The median age in the city was 48.9 years. 23.4% of residents were under the age of 18; 4.1% were between the ages of 18 and 24; 17.5% were from 25 to 44; 22.5% were from 45 to 64; and 32.3% were 65 years of age or older. The gender makeup of the city was 48.2% male and 51.8% female.

===2000 census===
As of the 2000 census, there were 857 people, 367 households and 238 families residing in the city. The population density was 616.80 PD/sqmi. There were 420 housing units at an average density of 302.28 /sqmi. The racial makeup of the city was 98.83% White, 0.00% African American, 0.00% Native American, 0.35% Asian, 0.00% Pacific Islander, 0.23% from some other races and 0.58% from two or more races. Hispanic or Latino people of any race were 0.47% of the population.

There were 367 households, of which 22.3% had children under the age of 18 living with them, 58.0% were married couples living together, 4.9% had a female householder with no husband present, and 35.1% were non-families. 31.6% of all households were made up of individuals, and 19.3% had someone living alone who was 65 years of age or older. The average household size was 2.24 and the average family size was 2.82.

Age distribution was 22.1% under the age of 18, 3.7% from 18 to 24, 18.7% from 25 to 44, 22.3% from 45 to 64, and 33.3% who were 65 years of age or older. The median age was 50 years. For every 100 females, there were 90.9 males. For every 100 females age 18 and over, there were 85.6 males.

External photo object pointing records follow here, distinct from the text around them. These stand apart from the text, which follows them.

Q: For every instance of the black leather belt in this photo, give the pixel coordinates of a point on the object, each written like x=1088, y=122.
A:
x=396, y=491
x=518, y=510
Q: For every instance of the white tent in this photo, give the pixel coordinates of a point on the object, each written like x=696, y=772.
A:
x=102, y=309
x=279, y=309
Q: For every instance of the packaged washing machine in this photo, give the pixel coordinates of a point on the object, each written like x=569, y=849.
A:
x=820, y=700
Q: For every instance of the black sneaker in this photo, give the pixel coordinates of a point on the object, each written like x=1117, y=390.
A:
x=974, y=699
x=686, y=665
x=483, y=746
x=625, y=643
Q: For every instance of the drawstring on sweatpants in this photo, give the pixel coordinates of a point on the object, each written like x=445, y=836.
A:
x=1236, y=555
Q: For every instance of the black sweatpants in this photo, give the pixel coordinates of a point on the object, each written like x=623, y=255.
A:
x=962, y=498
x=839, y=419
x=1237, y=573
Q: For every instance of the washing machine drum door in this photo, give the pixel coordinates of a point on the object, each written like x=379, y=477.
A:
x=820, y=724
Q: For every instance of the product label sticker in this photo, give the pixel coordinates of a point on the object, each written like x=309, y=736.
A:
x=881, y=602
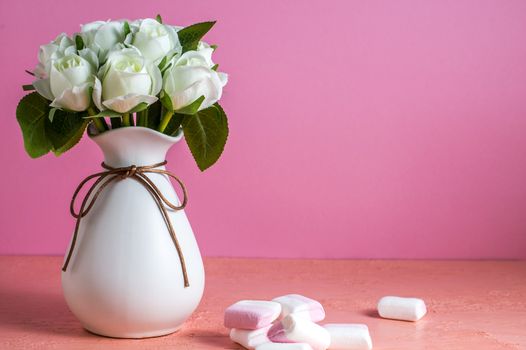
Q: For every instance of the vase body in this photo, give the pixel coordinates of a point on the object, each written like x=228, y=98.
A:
x=124, y=278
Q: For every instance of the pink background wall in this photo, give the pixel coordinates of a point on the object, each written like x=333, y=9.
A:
x=364, y=129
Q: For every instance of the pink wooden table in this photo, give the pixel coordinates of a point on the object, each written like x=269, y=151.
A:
x=472, y=305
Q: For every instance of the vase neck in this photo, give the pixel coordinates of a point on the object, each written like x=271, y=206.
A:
x=134, y=146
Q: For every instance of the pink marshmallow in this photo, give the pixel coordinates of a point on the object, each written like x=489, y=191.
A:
x=302, y=306
x=251, y=314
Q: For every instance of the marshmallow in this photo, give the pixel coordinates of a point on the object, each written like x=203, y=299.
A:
x=349, y=336
x=250, y=339
x=251, y=314
x=284, y=346
x=296, y=329
x=302, y=306
x=397, y=308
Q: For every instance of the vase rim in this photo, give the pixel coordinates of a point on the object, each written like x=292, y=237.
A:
x=94, y=135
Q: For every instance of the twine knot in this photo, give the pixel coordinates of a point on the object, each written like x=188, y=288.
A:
x=137, y=173
x=131, y=170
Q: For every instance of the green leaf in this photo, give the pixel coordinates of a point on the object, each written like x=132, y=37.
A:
x=162, y=63
x=154, y=115
x=51, y=114
x=166, y=101
x=126, y=28
x=190, y=36
x=31, y=113
x=105, y=113
x=206, y=133
x=192, y=108
x=66, y=130
x=174, y=124
x=140, y=107
x=79, y=43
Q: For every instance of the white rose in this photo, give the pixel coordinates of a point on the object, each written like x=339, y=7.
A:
x=70, y=78
x=127, y=80
x=155, y=40
x=190, y=77
x=62, y=45
x=101, y=36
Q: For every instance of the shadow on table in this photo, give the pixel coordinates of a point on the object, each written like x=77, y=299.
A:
x=215, y=339
x=38, y=312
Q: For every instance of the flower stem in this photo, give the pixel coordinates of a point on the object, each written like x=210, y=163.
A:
x=142, y=118
x=116, y=122
x=165, y=120
x=126, y=119
x=99, y=123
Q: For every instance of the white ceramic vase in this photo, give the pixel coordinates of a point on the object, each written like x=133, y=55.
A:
x=124, y=278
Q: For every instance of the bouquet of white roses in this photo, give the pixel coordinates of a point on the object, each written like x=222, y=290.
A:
x=126, y=73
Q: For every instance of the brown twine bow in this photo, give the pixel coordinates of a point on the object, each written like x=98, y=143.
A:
x=137, y=173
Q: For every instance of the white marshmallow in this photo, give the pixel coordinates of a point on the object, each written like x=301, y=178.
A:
x=302, y=306
x=250, y=338
x=349, y=336
x=398, y=308
x=296, y=329
x=284, y=346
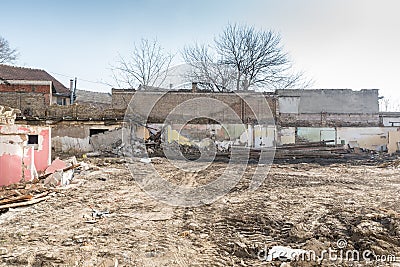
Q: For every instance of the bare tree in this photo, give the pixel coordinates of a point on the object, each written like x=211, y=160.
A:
x=206, y=69
x=146, y=66
x=7, y=54
x=249, y=57
x=257, y=56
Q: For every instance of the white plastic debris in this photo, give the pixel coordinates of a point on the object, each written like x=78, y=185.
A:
x=145, y=160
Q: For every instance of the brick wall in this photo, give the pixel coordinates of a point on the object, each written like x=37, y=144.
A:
x=181, y=106
x=32, y=100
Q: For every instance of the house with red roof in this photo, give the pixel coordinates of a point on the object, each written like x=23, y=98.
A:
x=31, y=90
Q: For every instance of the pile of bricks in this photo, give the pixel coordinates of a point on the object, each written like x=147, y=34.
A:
x=8, y=115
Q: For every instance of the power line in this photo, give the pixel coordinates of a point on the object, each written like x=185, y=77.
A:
x=80, y=79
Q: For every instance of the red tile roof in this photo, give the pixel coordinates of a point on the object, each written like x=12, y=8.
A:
x=8, y=72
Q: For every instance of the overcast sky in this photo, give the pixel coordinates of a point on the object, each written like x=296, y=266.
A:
x=338, y=43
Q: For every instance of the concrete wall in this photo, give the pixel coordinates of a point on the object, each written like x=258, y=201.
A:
x=315, y=134
x=73, y=137
x=182, y=106
x=329, y=100
x=390, y=118
x=329, y=120
x=372, y=138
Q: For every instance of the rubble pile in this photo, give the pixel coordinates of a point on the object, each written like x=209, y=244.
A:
x=109, y=221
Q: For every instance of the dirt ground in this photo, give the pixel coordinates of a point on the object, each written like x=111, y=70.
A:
x=302, y=206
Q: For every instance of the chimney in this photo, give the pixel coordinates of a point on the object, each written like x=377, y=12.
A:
x=71, y=91
x=194, y=87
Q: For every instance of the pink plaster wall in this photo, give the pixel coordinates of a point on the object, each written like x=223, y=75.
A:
x=18, y=160
x=10, y=169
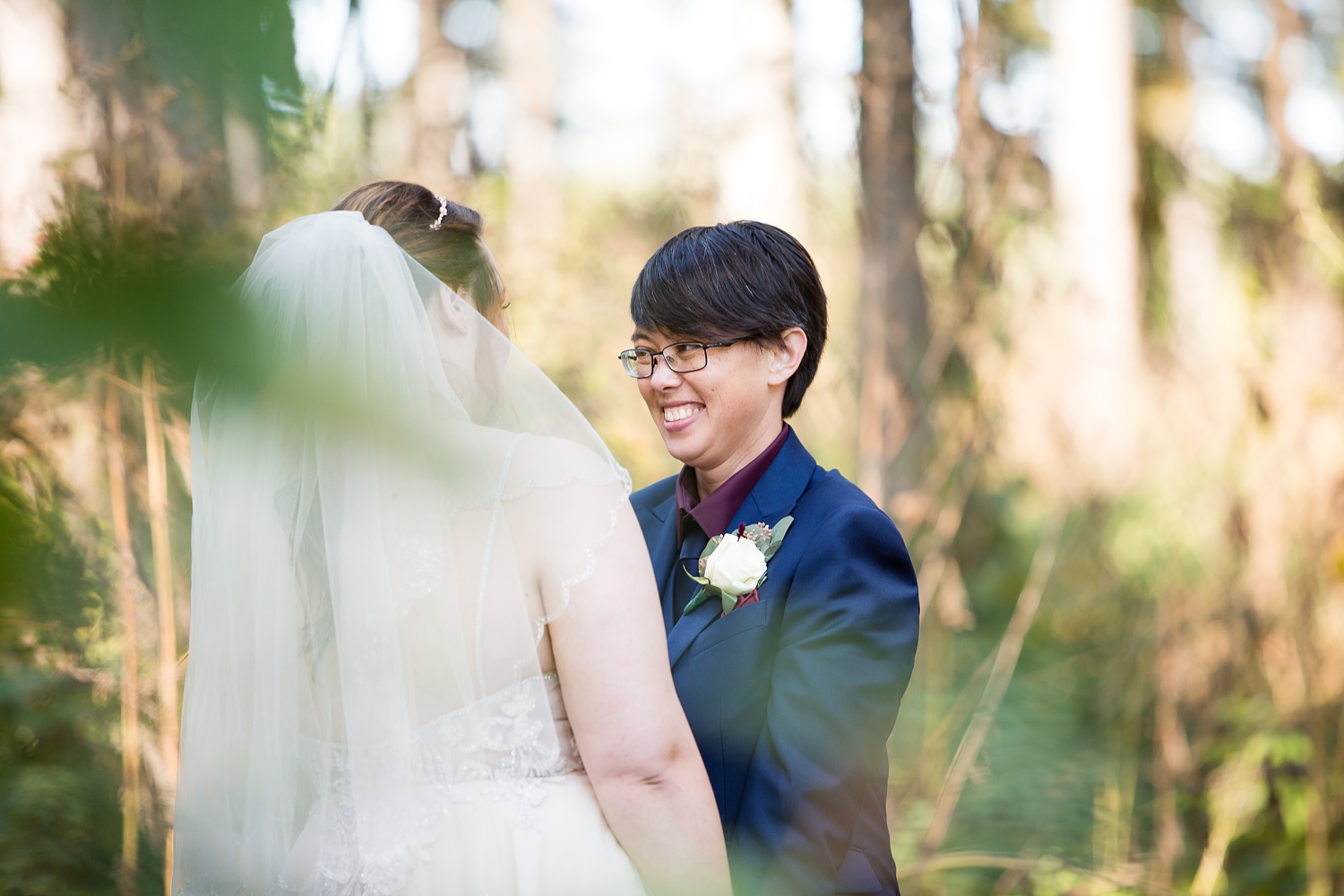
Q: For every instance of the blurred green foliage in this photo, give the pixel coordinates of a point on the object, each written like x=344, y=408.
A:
x=59, y=767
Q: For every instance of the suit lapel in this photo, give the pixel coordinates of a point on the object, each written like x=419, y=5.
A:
x=663, y=554
x=771, y=498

The median household income was $28,167, and the median family income was $36,042. Males had a median income of $28,036 versus $20,000 for females. The per capita income for the city was $16,208. About 5.9% of families and 8.8% of the population were below the poverty line, including 5.4% of those under age 18 and 15.3% of those age 65 or over.

==Education==
The Napoleon Public School District 2
- Napoleon High School

The area is served by the Napoleon Public School District 2. It operates the Napoleon School. In the 2025-26 academic year, the district reported a total of 252 students.